Inspections, Compliance, Enforcement, and Criminal Investigations
Stat Rx USA 10/9/12
Department of Health and Human Services
|Public Health Service|
Food and Drug Administration
Atlanta District Office
60 Eighth Street N.E.
Atlanta, GA 30309
October 9, 2012
VIA UNITED PARCEL SERVICE
Gary A. Corless
President and Chief Executive Officer
PSS World Medical Inc.
4345 Southpoint Boulevard
Jacksonville, FL 32216
Dear Mr. Corless:
During our February 7-15, 2012 inspection of your pharmaceutical manufacturing facility, Stat Rx USA, LLC, located at 2481 Hilton Drive, Unit 5, Gainesville, GA 30501, an investigator from the U.S. Food and Drug Administration (FDA) identified significant violations of Current Good Manufacturing Practice (CGMP) regulations for finished pharmaceuticals, Title 21, Code of Federal Regulations, 21 C.F.R. Parts 210 and 211. These violations cause your drug product(s) to be adulterated within the meaning of section 501(a)(2)(B) of the Federal Food, Drug, and, Cosmetic Act (the Act), 21 U.S.C. § 351(a)(2)(B), in that the methods used in, or the facilities or controls used for, their manufacture, processing, packing, or holding do not conform to, or are not operated or administered in conformity with, CGMP.
We have conducted a detailed review of your firm’s response and note that it lacks sufficient corrective actions.
Our investigator observed specific violations during the inspection, including, but not limited to, the following:
1. Your firm failed to ensure that returned drugs meet appropriate standards of safety, identity, strength, quality and purity prior to redistributing. 21 C.F.R. § 211.204
For example, your firm has not established adequate written procedures for the handling of returned drugs. Draft SOP SRX-SOP-233 lacked sufficient details on what steps would be performed to fully evaluate the quality and integrity of a returned drug to justify any proposal to return it to stock for resale. The procedure also lacked information on how products will be evaluated for risks that your products may have been exposed to while the drugs were out of your control, such as exposure to adverse conditions (e.g., temperature abuse or excursions, exposure to moisture or light, oxidation, etc.), mishandling, or tampering.

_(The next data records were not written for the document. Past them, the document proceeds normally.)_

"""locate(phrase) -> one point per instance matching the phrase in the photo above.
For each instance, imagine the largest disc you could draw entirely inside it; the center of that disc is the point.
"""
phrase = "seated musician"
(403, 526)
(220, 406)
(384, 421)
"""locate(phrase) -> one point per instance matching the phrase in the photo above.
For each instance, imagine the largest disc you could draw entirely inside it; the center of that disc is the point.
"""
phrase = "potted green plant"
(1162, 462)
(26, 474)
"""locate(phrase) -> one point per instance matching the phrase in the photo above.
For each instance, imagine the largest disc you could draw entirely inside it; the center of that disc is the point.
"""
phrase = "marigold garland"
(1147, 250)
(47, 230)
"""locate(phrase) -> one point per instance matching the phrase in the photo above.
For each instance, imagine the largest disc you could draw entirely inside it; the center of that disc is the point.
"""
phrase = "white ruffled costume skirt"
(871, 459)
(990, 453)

In your response, your firm states that when implemented, the SOP will improve upon your current process of incoming inspection of all returned products; however, this procedure was not provided. Please ensure that the procedures include specific steps for the evaluation of quality defects that may have occurred while the drugs were out of your control. This includes evaluation of whether the drug product quality or integrity may have been compromised in any way. Examples include determining whether drug products have been stored outside of the labeled requirements, quality characteristics have been adversely impacted, or if there is evidence of tampering. The SOP should also include provisions for documenting the assessment of any quality or integrity impact, and a record documenting the disposition decision (including a justification for a return to stock decision).
2. Your firm does not have a written testing program designed to assess the stability characteristics of drug products in order to determine appropriate storage conditions and expiration dates. 21 C.F.R. § 211.166(a)
For example, the work order for (b)(4) Lot #06FE1288 did not include instructions on whether or not to include a desiccant in the repackaged product despite the fact that the original container-closure system for these products includes the use of desiccants. It is FDA’s expectation that drug products are repackaged into equivalent container-closure systems that are at least as protective (including desiccants) as the manufacturer’s original container-closure system from which the drugs are being repackaged. Your firm does not have test data or scientific evaluation demonstrating that the repackaged product will be stable during the assigned expiration dates (original manufacturer’s dating minus three months).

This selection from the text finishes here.